Il y a quarante ans... Marilyn

Par Christophe ABRIC, le 05 août 2002 à 18h21 , mis à jour le 04 août 2002 à 18h27

Le 5 août 1962, Marilyn Monroe était trouvée morte sur son lit, dans son appartement de Los Angeles. Quarante ans après, elle reste la figure la plus fascinante jamais façonnée -et détruite- par Holywood.

Marilyn Monroe © INTERNE

Une enfance difficile, une double personnalité, des maris et amants à foison, une plastique parfaite et une image soigneusement façonnée, des scènes mythiques et, pour finir, une mort aussi mystérieuse que soudaine… Quarante ans après sa mort, on n'a pas trouvé mieux que Marylin Monroe : elle reste l'incarnation parfaite de la star. A la fois personnage parfaitement taillé pour répondre aux exigences et fantasmes de l'imagnaire collectif et femme fragile, à la vie riche en drames et péripéties. Il y avait Marilyn à l'écran, sexy, fraîche, fascinante, et Marilyn dans la vie, dépressive, cherchant en vain un sens à sa carrière et à sa vie. Marilyn Monroe, tiraillée à l'extrême entre ces deux figures, ne peut que fasciner.

Il y a quarante ans jour pour jour, le matin du 5 août 1962, on la retrouvait morte, gisant nue sur le lit de son appartement à Los Angeles. Le téléphone décroché et le tube de barbituriques vide trouvés à ses côtés ont vite accrédité la thèse officielle du suicide. Mais nombreux furent ceux qui dénoncèrent – et dénoncent toujours- un assassinat déguisé. On colla à sa mort tous les fantasmes possibles, imaginant que la CIA, les communistes, son psychiatre ou même la la mafia était responsable de son décès. Comme si Marilyn ne pouvait avoir une mort limpide, après avoir une vie en eaux troubles.

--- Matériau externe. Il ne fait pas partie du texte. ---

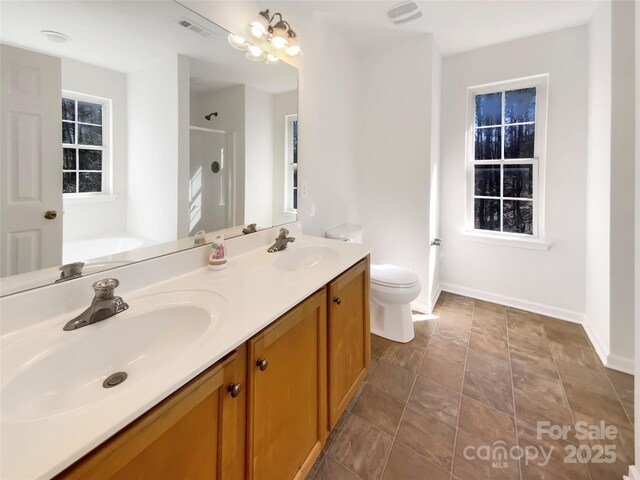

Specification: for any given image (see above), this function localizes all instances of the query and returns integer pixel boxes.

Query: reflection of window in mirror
[62,92,111,198]
[284,115,298,213]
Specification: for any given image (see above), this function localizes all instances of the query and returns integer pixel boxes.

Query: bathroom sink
[1,290,228,422]
[274,245,339,272]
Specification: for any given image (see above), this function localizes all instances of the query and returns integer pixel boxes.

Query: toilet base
[371,300,415,343]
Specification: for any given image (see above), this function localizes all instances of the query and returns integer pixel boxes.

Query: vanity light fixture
[229,9,302,64]
[40,30,71,43]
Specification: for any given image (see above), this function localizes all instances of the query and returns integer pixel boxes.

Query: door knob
[256,358,269,372]
[227,383,242,398]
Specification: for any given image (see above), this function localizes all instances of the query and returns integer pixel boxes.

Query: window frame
[463,74,549,245]
[60,90,113,201]
[283,113,300,215]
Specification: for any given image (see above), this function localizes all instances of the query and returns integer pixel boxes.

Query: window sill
[62,194,118,205]
[461,231,551,252]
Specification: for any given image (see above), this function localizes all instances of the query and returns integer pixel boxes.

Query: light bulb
[265,53,280,65]
[270,27,289,49]
[285,44,302,57]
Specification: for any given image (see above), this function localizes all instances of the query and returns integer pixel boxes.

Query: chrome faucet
[267,228,296,253]
[56,262,84,283]
[64,278,129,331]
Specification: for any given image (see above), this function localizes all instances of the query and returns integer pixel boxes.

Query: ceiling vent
[178,17,215,38]
[387,2,422,25]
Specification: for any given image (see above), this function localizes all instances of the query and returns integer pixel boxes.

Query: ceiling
[0,0,297,93]
[282,0,601,56]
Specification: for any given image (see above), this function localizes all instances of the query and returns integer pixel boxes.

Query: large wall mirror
[0,0,298,295]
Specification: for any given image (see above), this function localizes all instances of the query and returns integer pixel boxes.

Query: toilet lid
[371,265,420,287]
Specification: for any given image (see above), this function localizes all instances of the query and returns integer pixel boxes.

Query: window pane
[504,87,536,123]
[78,125,102,146]
[78,172,102,193]
[475,93,502,127]
[62,172,76,193]
[62,122,76,143]
[62,148,76,170]
[474,198,500,231]
[502,200,533,235]
[503,165,533,198]
[62,98,76,121]
[474,165,500,197]
[504,124,536,158]
[78,150,102,170]
[475,127,502,160]
[78,102,102,125]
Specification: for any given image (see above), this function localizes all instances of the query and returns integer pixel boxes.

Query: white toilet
[326,223,422,343]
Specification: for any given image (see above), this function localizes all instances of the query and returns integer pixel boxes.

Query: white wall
[273,90,298,225]
[440,27,588,320]
[607,1,635,371]
[358,35,437,308]
[428,48,442,311]
[127,56,188,242]
[585,2,635,372]
[585,2,611,368]
[244,86,273,227]
[633,0,640,468]
[62,58,127,242]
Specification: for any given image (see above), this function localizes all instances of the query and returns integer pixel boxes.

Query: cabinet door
[247,289,328,480]
[57,350,246,480]
[328,257,371,429]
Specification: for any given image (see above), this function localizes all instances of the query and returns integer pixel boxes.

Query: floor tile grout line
[542,322,596,478]
[504,308,524,480]
[448,300,475,478]
[382,308,438,476]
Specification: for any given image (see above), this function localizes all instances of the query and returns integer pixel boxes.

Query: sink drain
[102,372,127,388]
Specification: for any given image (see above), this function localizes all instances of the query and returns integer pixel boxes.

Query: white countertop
[0,231,369,480]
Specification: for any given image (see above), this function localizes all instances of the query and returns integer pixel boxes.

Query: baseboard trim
[624,465,640,480]
[439,283,640,376]
[603,353,640,376]
[440,283,585,323]
[582,319,610,372]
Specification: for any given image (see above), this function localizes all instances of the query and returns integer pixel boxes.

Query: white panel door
[0,45,62,277]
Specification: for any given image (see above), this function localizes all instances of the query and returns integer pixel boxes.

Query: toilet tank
[325,223,362,243]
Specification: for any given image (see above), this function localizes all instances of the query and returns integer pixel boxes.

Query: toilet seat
[371,265,420,288]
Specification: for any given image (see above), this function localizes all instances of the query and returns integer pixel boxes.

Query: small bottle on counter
[193,230,207,247]
[209,234,227,270]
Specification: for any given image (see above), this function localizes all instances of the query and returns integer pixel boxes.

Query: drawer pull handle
[256,358,269,372]
[227,383,242,398]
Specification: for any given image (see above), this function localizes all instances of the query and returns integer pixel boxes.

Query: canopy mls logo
[463,421,618,469]
[387,2,422,25]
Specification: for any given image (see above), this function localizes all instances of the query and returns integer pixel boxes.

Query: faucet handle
[93,278,120,300]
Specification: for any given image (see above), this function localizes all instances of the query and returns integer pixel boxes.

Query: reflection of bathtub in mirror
[62,232,158,262]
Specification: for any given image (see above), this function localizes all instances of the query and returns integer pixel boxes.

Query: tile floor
[308,293,634,480]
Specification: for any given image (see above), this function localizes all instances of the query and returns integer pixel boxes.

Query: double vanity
[0,224,370,480]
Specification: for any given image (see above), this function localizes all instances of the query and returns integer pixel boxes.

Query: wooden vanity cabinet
[57,257,371,480]
[327,257,371,430]
[247,288,328,480]
[57,345,247,480]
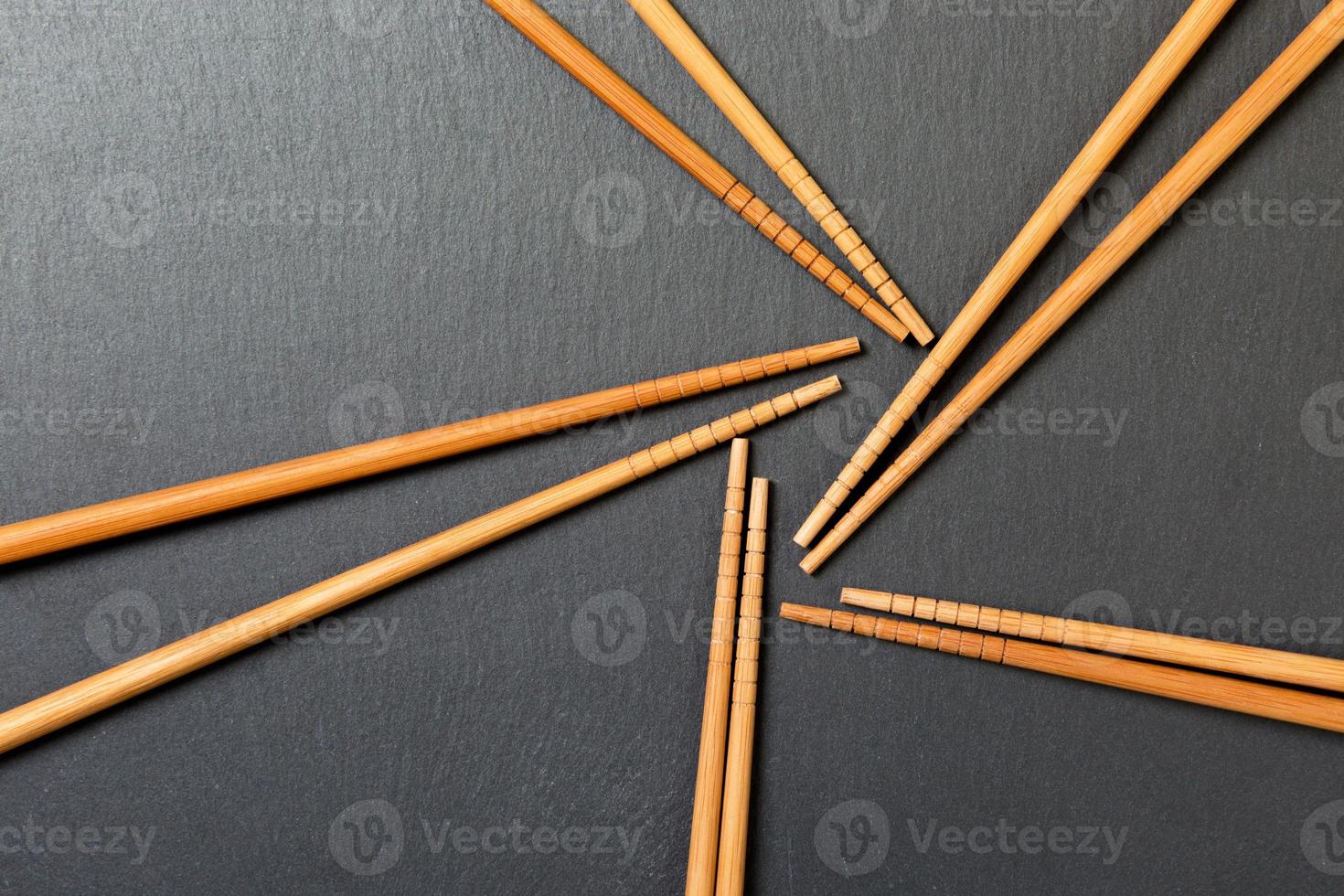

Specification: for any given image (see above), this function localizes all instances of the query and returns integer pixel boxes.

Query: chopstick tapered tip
[793,501,835,548]
[840,589,891,613]
[793,376,844,407]
[780,603,830,629]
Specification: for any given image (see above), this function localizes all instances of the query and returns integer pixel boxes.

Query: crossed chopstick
[795,0,1344,572]
[780,589,1344,733]
[0,340,859,753]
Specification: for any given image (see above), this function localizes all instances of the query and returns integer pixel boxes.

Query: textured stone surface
[0,0,1344,893]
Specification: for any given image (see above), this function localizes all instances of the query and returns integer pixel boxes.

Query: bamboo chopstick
[686,439,747,896]
[0,376,840,752]
[840,589,1344,692]
[780,603,1344,733]
[0,338,859,564]
[801,0,1344,572]
[485,0,909,341]
[629,0,935,346]
[714,478,770,896]
[793,0,1236,547]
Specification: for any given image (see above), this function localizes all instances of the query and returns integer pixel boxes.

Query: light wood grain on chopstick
[0,338,859,564]
[0,376,840,752]
[686,439,747,896]
[714,478,770,896]
[793,0,1236,547]
[800,0,1344,572]
[780,604,1344,733]
[485,0,910,341]
[840,589,1344,692]
[629,0,933,346]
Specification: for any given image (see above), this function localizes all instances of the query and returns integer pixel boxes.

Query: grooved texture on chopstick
[629,0,933,346]
[714,478,770,896]
[686,439,747,896]
[485,0,909,341]
[0,376,840,752]
[780,604,1344,733]
[840,589,1344,692]
[0,338,859,564]
[793,0,1236,547]
[801,0,1344,572]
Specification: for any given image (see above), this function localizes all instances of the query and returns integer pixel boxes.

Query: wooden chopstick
[801,0,1344,572]
[629,0,935,346]
[793,0,1236,547]
[686,439,747,896]
[485,0,910,341]
[780,603,1344,733]
[0,338,859,564]
[840,589,1344,692]
[714,478,770,896]
[0,376,840,752]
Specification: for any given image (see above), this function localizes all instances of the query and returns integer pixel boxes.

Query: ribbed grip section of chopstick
[714,478,770,896]
[686,439,747,896]
[732,480,770,705]
[793,343,947,547]
[629,338,859,409]
[720,180,910,341]
[840,589,1069,644]
[780,607,1344,733]
[840,589,1344,692]
[780,603,1006,662]
[774,158,933,346]
[625,376,840,478]
[485,0,907,340]
[709,439,747,667]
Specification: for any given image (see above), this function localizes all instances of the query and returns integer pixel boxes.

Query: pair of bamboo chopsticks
[0,337,859,566]
[627,0,933,346]
[795,0,1344,572]
[0,354,855,752]
[686,439,770,896]
[485,0,933,344]
[780,589,1344,733]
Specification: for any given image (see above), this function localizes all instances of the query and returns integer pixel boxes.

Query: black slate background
[0,0,1344,893]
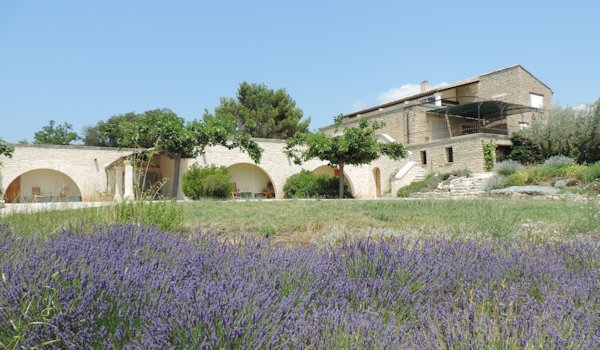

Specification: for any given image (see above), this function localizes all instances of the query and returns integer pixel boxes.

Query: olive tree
[284,115,407,198]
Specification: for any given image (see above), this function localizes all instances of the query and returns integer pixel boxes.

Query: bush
[509,100,600,164]
[182,164,233,200]
[529,166,569,183]
[578,162,600,182]
[483,175,506,192]
[553,180,567,188]
[494,159,523,176]
[543,155,575,167]
[505,171,529,186]
[283,170,352,198]
[508,131,544,164]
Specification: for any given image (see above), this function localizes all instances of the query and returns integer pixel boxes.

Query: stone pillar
[123,160,135,200]
[113,165,123,202]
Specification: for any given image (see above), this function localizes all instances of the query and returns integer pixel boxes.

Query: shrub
[543,155,575,167]
[283,170,352,198]
[494,159,523,176]
[508,131,544,164]
[483,175,506,192]
[529,166,569,183]
[182,164,233,200]
[553,180,567,188]
[505,171,529,186]
[578,162,600,182]
[509,100,600,164]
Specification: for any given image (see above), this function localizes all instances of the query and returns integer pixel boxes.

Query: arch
[5,168,81,203]
[373,167,381,198]
[312,165,355,195]
[227,163,277,198]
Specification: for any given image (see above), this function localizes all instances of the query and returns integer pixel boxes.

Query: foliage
[508,130,544,165]
[494,159,523,176]
[182,164,233,200]
[483,175,506,193]
[257,225,277,238]
[0,226,600,349]
[33,120,81,145]
[204,82,310,139]
[510,100,600,164]
[482,141,497,171]
[83,112,141,147]
[552,180,567,188]
[578,162,600,182]
[505,171,530,186]
[284,115,407,198]
[283,170,352,198]
[543,155,575,167]
[86,108,262,197]
[0,139,15,159]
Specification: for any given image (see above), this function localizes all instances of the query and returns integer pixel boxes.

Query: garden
[0,199,600,349]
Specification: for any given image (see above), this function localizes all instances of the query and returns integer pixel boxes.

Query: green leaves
[284,116,407,198]
[33,120,81,145]
[204,82,310,139]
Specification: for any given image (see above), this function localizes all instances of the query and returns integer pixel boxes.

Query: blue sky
[0,0,600,142]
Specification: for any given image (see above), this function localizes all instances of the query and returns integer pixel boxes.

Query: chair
[262,182,275,198]
[58,186,71,202]
[31,187,44,202]
[231,182,242,199]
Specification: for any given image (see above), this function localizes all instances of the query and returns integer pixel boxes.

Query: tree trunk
[338,162,344,199]
[171,156,181,198]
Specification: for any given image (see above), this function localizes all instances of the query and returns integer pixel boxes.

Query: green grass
[0,199,600,241]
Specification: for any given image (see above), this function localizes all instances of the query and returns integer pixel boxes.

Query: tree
[509,100,600,164]
[0,139,15,158]
[33,120,80,145]
[204,82,310,139]
[285,115,407,198]
[83,112,140,147]
[116,109,262,197]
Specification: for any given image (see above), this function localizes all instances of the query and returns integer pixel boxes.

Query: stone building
[321,65,552,172]
[0,65,552,203]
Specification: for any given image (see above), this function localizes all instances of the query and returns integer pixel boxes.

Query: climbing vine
[482,142,496,171]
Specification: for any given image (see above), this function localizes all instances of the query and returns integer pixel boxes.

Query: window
[446,147,454,163]
[529,93,544,108]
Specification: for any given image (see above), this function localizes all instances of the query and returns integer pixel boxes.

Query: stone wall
[0,145,133,200]
[0,139,403,201]
[407,134,510,173]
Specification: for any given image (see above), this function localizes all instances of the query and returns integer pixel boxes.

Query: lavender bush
[0,226,600,349]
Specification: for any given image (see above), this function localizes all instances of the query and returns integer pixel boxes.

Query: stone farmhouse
[0,65,552,203]
[321,65,552,172]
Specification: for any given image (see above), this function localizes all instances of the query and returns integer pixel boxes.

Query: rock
[490,186,560,196]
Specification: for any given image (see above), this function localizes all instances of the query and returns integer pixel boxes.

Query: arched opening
[313,165,354,194]
[4,169,81,203]
[373,168,381,197]
[227,163,276,198]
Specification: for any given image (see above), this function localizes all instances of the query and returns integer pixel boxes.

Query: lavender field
[0,225,600,349]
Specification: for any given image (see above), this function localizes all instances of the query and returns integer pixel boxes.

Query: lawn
[0,200,600,349]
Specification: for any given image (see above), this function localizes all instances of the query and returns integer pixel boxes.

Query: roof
[344,64,552,118]
[429,100,538,119]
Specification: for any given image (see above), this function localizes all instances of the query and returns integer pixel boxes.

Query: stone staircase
[413,173,493,198]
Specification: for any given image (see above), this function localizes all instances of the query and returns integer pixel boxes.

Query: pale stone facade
[0,139,403,202]
[0,65,552,202]
[321,65,552,172]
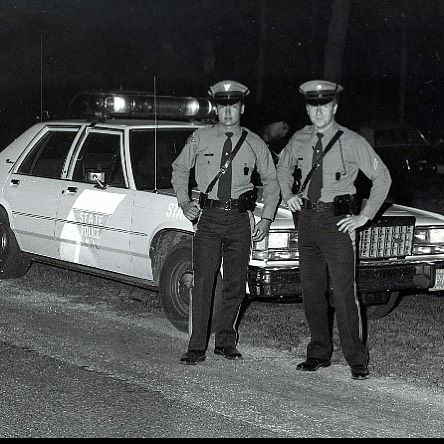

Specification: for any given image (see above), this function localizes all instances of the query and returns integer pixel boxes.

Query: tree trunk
[399,0,409,124]
[324,0,351,83]
[255,0,268,106]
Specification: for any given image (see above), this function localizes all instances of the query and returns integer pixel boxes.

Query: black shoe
[214,345,242,359]
[296,358,331,372]
[351,365,370,379]
[180,350,206,365]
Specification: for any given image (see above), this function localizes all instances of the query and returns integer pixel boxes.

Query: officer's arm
[355,137,392,219]
[276,140,297,203]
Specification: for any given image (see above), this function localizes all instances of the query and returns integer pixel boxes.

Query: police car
[0,91,444,331]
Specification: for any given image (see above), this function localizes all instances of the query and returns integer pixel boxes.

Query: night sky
[0,0,444,145]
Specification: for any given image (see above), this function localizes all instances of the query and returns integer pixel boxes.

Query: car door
[3,126,80,258]
[55,128,134,274]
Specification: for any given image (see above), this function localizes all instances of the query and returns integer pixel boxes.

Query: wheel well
[0,205,9,224]
[150,230,193,284]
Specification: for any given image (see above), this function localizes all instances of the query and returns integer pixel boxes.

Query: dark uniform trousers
[188,208,251,350]
[299,209,368,368]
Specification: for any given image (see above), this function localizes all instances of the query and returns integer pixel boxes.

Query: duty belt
[302,199,334,211]
[204,199,239,211]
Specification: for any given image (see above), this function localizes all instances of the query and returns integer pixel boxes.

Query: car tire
[159,241,221,332]
[364,291,400,319]
[0,219,31,279]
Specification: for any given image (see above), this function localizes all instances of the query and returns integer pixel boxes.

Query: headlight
[412,227,444,254]
[252,230,299,261]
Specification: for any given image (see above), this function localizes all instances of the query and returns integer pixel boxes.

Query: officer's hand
[287,194,302,212]
[180,200,200,221]
[252,219,271,242]
[336,215,370,234]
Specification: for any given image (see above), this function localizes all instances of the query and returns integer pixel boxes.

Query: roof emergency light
[68,91,216,120]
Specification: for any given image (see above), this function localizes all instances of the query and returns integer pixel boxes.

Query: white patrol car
[0,91,444,331]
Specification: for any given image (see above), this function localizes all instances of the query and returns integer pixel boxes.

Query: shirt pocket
[196,152,220,182]
[322,161,348,192]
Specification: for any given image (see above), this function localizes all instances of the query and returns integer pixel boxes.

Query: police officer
[172,80,279,364]
[277,80,391,379]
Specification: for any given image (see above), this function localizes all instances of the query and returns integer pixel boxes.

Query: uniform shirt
[171,124,279,220]
[277,122,392,219]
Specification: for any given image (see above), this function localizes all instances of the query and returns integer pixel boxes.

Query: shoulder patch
[186,133,196,145]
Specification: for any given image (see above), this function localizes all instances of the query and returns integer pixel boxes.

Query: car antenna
[153,76,157,193]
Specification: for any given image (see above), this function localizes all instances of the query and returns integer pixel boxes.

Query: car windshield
[130,128,194,190]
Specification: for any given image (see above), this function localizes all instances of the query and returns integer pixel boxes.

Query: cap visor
[213,97,243,105]
[305,97,335,106]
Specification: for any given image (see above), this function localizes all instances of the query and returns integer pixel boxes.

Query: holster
[333,194,360,216]
[199,193,208,208]
[238,188,257,213]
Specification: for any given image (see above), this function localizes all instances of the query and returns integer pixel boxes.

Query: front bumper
[248,260,444,300]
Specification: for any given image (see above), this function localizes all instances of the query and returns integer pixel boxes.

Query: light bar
[68,91,216,120]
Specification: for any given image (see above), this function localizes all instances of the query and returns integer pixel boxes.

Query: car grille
[359,216,416,259]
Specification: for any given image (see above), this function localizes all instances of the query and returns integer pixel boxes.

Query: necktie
[308,133,324,202]
[217,132,233,202]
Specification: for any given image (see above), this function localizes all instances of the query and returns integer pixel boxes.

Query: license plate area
[430,268,444,291]
[359,216,416,259]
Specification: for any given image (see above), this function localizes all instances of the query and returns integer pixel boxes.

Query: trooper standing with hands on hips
[277,80,391,379]
[172,80,280,364]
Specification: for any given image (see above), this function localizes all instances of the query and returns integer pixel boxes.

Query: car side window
[72,132,126,188]
[17,131,77,179]
[130,128,194,190]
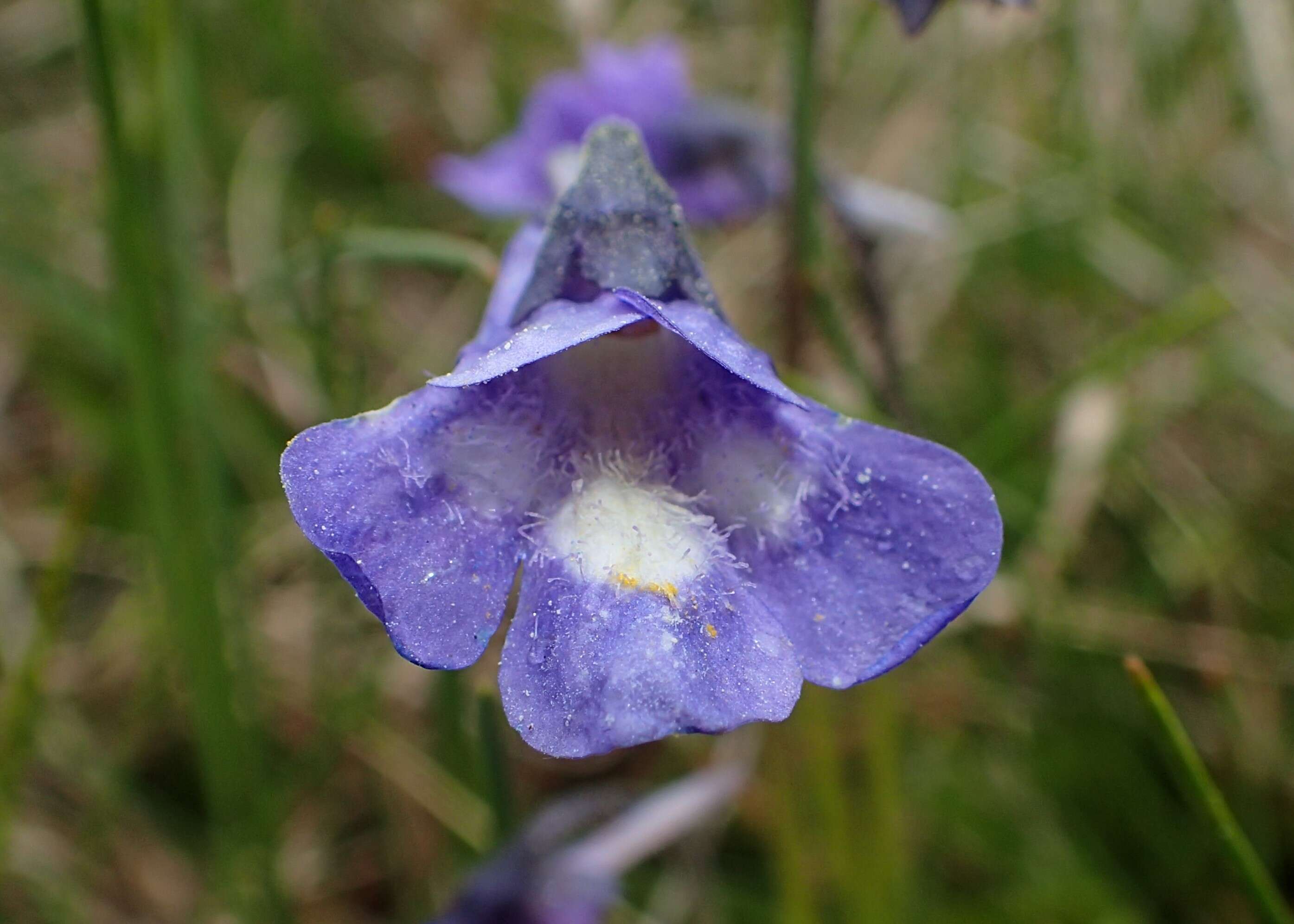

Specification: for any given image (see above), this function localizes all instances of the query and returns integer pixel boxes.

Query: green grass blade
[963,286,1232,467]
[342,228,498,282]
[1123,655,1294,924]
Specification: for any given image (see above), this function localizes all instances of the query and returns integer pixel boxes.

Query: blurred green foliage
[0,0,1294,924]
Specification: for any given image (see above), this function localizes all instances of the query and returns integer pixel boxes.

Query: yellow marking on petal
[647,581,678,607]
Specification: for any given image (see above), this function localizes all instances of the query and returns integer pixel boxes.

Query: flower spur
[282,121,1001,757]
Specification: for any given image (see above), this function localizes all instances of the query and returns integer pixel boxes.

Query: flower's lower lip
[607,319,660,340]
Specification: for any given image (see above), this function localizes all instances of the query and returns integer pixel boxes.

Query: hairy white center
[544,471,724,598]
[685,431,810,536]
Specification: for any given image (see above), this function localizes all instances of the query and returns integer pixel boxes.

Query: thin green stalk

Elle est née Norma Jean Baker, fille d'un père fugueur et d'une mère dépressive, ballottée entre orphelinats et familles nourricières. Elle se marie à 16 ans, divorce à 20, âge auquel elle devient mannequin. Ses premières photos en maillot de bain séduisent les studios, elle décroche un contrat, puis tout s'accélère. Elle fait ses premiers pas en tant que Marylin sous la direction de John Huston, dans "Quand la ville dort", en 1950. Trois ans plus tard, elle est en une de Playboy et une star à l'écran: "Niagara", "Comment épouser un millionnaire", "Les hommes préfèrent les blondes"…

Elle aura des mariages tumultueux avec des hommes talentueux : Joe Di Maggio (champion de baseball, épousé en 1954, quitté neuf mois plus tard), Arthur Miller (dramaturge, mariage en 1956, divorce en 1961). On lui prête des liaisons avec Yves Montant, mais surtout avec John Fitzgerald Kennedy, président des Etats-Unis. Personne ne connaîtra jamais vraiment la nature de leur relation ; elle n'en reste pas moins l'une des aventures amoureuses les plus célèbres et les plus fascinantes de ce siècle.

Les années précédant sa mort sont plus troubles encore. Son mariage avec Arthur Miller tourne au mélodrame, on lui prête de multiples conquêtes alors qu'elle essaie de se débarasser de son image de plantureuse béotienne en tournant dans des films plus graves qu'à ses débuts. Au moment de sa mort, elle tournait un film avec George Cukor. Elle buvait, se gavait de médicaments, pleurait entre les prises. Du film, seules quarante minutes ont été tournées. Elles ont été exhumées pour célébrer ce funeste anniversaire. L'occasion de voir une femme plus torturée, plus belle, plus fascinante qu'aucune autre créature sortie du giron d'Hollywood.